South Saint Paul, Minn.-based Ballistic Recovery Systems Inc. has been the sole vendor for the Cirrus Airframe Parachute System, but Dougherty says Cirrus is considering other vendors for the jet.
“BRS has been the vendor for all of our aircraft; they’ll also manufacture the CAPS for the new SRS because Fk Lightplanes already uses BRS’ parachutes,” she said. “We haven’t ruled out BRS, and we have no complaints about the company. Cirrus spent millions of dollars with BRS to develop the CAPS in the first place; Cirrus is also a shareholder of BRS. It’s a great company.”
Dougherty said the general aviation industry has more options today.
“The GA industry has advanced its technology in all areas; parachute recovery systems are no exception,” she said. “When Cirrus first started out in 1994, we had to find a company that was capable of developing the CAPS. At that time, no one else in our industry was using this advanced, lifesaving technology; back then, we introduced advanced, all-glass cockpits, too. Today, we’re not chasing down one vendor; we have companies approaching us to manufacture the CAPS. We want to explore our options.”
She said during the National Business Aviation Association’s 60th Annual Meeting & Convention, Sept. 25 -27, in Atlanta, Ga., Cirrus won’t have its full-scale jet mock-up on display. Rather, the company will bring a smaller concept design. The full-scale jet mock-up will be on display at the Aircraft Owners and Pilots Association’s annual expo, AOPA Expo 2007, Oct. 4 -6, at the Connecticut Convention Center in Hartford, Conn.
Meanwhile, Dougherty said the reason for the company’s slight dip in aircraft deliveries for the first half of 2007 was due to enhancements made on the SR22-G3.

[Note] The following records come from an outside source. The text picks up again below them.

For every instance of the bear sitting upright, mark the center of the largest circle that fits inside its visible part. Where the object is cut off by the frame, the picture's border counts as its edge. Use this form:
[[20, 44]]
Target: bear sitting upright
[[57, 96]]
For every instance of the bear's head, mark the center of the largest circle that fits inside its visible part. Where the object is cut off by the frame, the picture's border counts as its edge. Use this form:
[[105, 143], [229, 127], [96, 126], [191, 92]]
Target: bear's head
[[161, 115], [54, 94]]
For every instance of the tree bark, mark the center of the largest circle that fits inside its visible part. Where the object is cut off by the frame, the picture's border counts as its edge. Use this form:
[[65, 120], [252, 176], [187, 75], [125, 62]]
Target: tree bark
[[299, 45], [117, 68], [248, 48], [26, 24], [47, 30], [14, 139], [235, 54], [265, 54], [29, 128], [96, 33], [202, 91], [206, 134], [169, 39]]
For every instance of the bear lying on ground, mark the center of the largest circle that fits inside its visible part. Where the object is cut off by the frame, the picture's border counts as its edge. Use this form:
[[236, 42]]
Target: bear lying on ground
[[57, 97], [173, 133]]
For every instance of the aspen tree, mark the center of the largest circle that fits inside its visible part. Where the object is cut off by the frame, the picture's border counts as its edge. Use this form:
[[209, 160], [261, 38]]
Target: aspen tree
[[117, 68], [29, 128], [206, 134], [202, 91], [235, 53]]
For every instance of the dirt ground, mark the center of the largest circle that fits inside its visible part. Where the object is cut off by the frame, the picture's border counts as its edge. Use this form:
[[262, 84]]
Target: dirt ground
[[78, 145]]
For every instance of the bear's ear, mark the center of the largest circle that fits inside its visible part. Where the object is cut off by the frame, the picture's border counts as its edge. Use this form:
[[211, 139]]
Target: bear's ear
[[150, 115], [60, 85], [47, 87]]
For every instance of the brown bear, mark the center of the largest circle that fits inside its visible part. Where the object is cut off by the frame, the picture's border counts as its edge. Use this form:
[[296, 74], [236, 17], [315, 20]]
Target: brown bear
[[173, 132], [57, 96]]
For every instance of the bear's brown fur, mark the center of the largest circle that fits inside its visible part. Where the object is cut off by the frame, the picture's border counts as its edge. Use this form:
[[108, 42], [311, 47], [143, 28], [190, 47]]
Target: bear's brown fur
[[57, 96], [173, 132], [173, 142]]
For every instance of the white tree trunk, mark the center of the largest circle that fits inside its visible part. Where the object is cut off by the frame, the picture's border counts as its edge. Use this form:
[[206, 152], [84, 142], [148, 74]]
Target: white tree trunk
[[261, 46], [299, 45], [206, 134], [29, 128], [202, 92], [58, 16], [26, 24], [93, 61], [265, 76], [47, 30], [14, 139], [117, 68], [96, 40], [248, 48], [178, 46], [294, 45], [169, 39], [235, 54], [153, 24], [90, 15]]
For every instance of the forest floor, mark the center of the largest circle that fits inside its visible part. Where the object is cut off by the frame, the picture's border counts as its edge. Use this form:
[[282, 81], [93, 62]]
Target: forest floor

“For one thing, we designed a new wing—the whole system is different,” she said. “The SR22-G3 now has an option for air conditioning; orders were recently upped by 100 due to that feature. Our engineers spent more than two years designing and testing the G3. With nearly 700 changes and aircraft systems improvements, the G3 is the culmination of virtually everything Cirrus has learned about engineering and design since it first opened its hangar doors.”